In a matter of minutes you will have tens of thousands of games, that can scale up to a couple million games, all with a relatively solid gaussian distribution with a norm based on the ELO of the first player you selected. It's the fastest way of mass fetching games I've found with the current API and is enough to analyze a lot with the proper tools, while not overloading yourself with data from ELO ranges that aren't relevant to your requirements.
Download all games played within a month for "ALL" players
The web spider is definitely a good idea!
Right now I am downloading about 1.000.000 player's one month histories ... and it indeed takes its time.
Cheers Arend
Well, there is ton's of literature on Computer chess, and of course "how to play best", however, the majority of us is <2600 ELO, in fact more in the range 1200-2000, and while of course playing the best move is always right, I was wondering about openings, how easy it is to play them, and most importantly if some openings are better than others given the player strength. As an example Sicilian defense will not work for a 900 Elo player, but I bet there is an Elo range where it is cool to know it, as it beats the repertoire of players in the elo range.
Or to be more concrete, given you Elo, and the strength an preferences of your likely opponents (+/- 100 Elo) is there an opening that is better than others. So right now I am mapping opening move win/draw/loss rates on openings for different ELO ranges, and that already looks super interesting.

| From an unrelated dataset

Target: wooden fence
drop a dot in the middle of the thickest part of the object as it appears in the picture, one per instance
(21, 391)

However, I only have the lichess data.
Also, the ELO distribution between lichess and chess is different, but what is it exactly?

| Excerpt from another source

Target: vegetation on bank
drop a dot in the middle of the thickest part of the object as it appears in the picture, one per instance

Lastly, and that is definitely more advanced, but what is the difference between players of different ELO? I ran a preliminary test, and 400 ELO more only means 2-3% more chance to play the best computer move for example, but a much larger fraction of not blundering. In other words, if I can nail that down, your focus might be to not blunder instead of playing sophisticatedly ... we kind of know that already, but where is the critical point where that advice stops 800, 1200, 1600?
From a scientific point of view, we have astonishingly little objective analysis and a lot of "books". Not saying they are wrong, just not peer reviewed.
Cheers Arend
that sounds very interesting, do you plan to publish your findings?
I collected about ~12.000.000 games from chess.com and 135.000.000 games from lichess.org (in the time categories that I am interested in) and I am writing this up right now for Journal of Sports Analytics. I'll discuss the results with you all soon once I have proper figures and stats. It is quite interesting so far. Obviously, you can't do a Elo_chess = Elo_lichess-500 ... and I found a set of nice blog posts: https://chessgoals.com/rating-comparison-explained/ (check all of them!) Their method is just one way of doing so, there is another one using "z-statistics" ... pretty much you find your percent rank in one distribution and map that to the other. That is technically the better way of doing that, however, the lichess distributions seem to not be 100% normal but have an extra "bimodal" hump and are biased to one side. In other words, in a perfect world this should have been "easy" but there are a couple of hickups and I need to dig deeper before I can discuss those conclusions.
Cheers Arend
Where did you get them from?
The weird thing is, that they are normal distributed (Gaussian) but have this left tail cutoff. Also, it matters a bit how they defined the group entering this graph ... Anyways, awesome, thank you! I'll try to generate that for my lichess data, the one I showed is the one for games played, and needs to be corrected for that.
Cheers Arend